Leaves of Abrus precatorius were flash-frozen in liquid nitrogen after propagation and harvesting by Matthew Johnson at the School of Plant Sciences at University of Arizona. Samples were shipped to Los Alamos National Lab on dry ice. The origin of this cultivar is from Abrus precatorius 010017 collected by S. Bentz in 2001 at Mount Carbine, S 16°31′, E 145°08′, Queensland, Australia. High Molecular weight genomic DNA was extracted from the leaf material using a modified CTAB (cetyl trimethylammonium bromide) extraction protocol. Genomic DNA was analyzed for DNA quality and subsequently sheared using the Megaruptor2 instrument (Diagenode, Ougrée, Belgium) with a target size of 60 kb. Multiple SMRT bell templates were prepared according to PacBio (Pacific Biosciences, Menlo Park, CA, USA) SMRT bell template prep protocol for templates longer than 15 kb. Libraries were size-selected on Blue Pippin (Sage Science, Beverly, MA, USA) instrument using marker S1, with 7 and 10 kb lower cutoff. Size selected DNA was collected and purified using AMPure PB beads (Beckman Coulter, Indianapolis, IN, USA). Sequencing primer was annealed and DNA polymerase bound to the SMRT bell templates.

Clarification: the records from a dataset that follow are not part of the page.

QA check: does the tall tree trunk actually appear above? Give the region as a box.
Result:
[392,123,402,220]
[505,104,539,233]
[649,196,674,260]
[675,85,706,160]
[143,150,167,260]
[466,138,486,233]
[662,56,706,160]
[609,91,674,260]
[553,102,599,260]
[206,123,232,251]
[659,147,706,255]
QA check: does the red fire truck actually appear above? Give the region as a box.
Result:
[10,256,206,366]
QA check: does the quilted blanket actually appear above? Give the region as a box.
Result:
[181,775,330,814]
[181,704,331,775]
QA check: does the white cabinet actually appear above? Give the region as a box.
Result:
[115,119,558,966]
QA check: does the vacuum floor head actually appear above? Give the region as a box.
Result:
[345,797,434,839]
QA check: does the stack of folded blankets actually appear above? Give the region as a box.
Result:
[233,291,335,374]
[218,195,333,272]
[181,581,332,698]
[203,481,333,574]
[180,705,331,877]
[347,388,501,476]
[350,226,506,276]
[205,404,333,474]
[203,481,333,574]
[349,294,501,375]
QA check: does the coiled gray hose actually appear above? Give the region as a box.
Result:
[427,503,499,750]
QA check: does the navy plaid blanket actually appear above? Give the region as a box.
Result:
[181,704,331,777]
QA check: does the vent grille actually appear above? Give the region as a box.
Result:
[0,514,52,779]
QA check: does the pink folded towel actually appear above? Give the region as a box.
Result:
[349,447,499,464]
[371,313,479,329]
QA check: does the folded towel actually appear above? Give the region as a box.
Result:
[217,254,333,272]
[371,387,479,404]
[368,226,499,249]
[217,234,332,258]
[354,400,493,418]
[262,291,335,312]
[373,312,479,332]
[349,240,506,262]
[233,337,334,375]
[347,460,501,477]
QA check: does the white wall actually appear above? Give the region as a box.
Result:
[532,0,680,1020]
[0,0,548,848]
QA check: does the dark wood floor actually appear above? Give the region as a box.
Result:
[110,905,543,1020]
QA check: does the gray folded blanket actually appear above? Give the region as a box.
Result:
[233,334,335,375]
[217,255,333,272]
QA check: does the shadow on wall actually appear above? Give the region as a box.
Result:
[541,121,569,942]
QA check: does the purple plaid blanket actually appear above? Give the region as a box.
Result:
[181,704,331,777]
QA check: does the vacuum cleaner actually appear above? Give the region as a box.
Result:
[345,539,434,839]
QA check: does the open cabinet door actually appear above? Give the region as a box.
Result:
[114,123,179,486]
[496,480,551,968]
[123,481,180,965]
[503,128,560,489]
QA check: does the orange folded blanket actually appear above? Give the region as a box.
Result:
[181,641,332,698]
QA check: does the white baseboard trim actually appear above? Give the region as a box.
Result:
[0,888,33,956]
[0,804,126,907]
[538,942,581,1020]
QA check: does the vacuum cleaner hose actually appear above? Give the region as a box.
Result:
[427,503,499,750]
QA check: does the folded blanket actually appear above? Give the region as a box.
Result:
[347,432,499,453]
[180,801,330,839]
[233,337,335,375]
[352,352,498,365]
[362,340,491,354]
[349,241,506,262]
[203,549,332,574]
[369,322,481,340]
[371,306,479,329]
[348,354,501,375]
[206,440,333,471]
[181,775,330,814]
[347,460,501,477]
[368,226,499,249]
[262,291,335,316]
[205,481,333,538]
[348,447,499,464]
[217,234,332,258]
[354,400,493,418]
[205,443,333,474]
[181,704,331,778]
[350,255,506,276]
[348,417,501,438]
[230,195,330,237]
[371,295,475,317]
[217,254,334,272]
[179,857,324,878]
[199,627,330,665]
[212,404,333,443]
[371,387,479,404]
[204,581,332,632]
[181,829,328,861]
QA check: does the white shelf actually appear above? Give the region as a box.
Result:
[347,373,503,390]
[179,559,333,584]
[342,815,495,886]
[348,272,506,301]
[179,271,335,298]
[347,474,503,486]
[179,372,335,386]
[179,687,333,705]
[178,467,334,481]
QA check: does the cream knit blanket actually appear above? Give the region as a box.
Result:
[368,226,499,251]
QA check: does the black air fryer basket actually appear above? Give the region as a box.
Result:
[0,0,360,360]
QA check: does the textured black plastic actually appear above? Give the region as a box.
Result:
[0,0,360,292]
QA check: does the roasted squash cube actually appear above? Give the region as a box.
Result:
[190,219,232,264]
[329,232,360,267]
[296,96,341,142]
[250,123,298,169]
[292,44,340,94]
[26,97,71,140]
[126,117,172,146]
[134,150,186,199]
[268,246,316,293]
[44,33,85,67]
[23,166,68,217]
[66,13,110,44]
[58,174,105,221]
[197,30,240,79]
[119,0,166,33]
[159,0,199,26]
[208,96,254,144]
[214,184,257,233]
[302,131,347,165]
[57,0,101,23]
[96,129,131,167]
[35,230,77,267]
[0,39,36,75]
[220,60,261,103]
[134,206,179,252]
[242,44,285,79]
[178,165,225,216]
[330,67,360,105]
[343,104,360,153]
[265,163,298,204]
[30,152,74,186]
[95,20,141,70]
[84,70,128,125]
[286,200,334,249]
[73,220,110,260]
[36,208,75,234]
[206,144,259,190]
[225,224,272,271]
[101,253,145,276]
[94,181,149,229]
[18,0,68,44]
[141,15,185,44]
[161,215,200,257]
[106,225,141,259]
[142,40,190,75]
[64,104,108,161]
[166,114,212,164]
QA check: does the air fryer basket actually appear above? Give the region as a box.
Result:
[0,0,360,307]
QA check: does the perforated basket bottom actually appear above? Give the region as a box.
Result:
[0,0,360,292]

The libraries were sequenced on PacBio RSII DNA sequencer using C4/P6 chemistry.

4.2. Genome Sequencing

Of the 105 SMRT cells run on the RSII instrument, a total of 89 SMRT cells (consisting of a total of ~85 Gbp of data) were selected and used for assembly based on the highest quality metrics to assemble the A. precatorius draft genome. Raw read metrics of the SMRT cells quality consisted of a mean sub read length of 9374 bp, and an N50 was 14,043 bp. Illumina sequencing (2 × 300 paired end reads) was performed on the Illumina MiSeq (Illumina, San Diego, CA, USA) platform. A total of ~40 million sequencing reads with an average read length of 282 bp were used for subsequent steps after trimming with a q19 quality score cutoff using FaQC [18].

4.3. Genome Assembly and Polishing

A FALCON assembly (Version 0.7+, Pacific Biosciences, Menlo Park, CA, USA) [19] was completed using the sequencing data from all 89 cells. The seed coverage was set to 30x and the input genome size was set to 400,000 MB. The calculated length cutoff was 21,514 kb and the seed_N50 was 26,125 bp. The assembly contained 517 contigs with minimum length of 317 bp, maximum length of 14,274,906 bp, and N50 of 6,821,241 bp; 428 contigs were larger than 10 kb.

To improve the scaffolding of the A. precatorius genome, the Phase Genomics (Seattle, WA, USA) “Proximeta” service was used to improve the scaffolding of the Abrus genome assembly. This process uses Hi-C-based DNA crosslinking to more accurately determine scaffolding order of both isolated contigs and previously assembled scaffolds [20].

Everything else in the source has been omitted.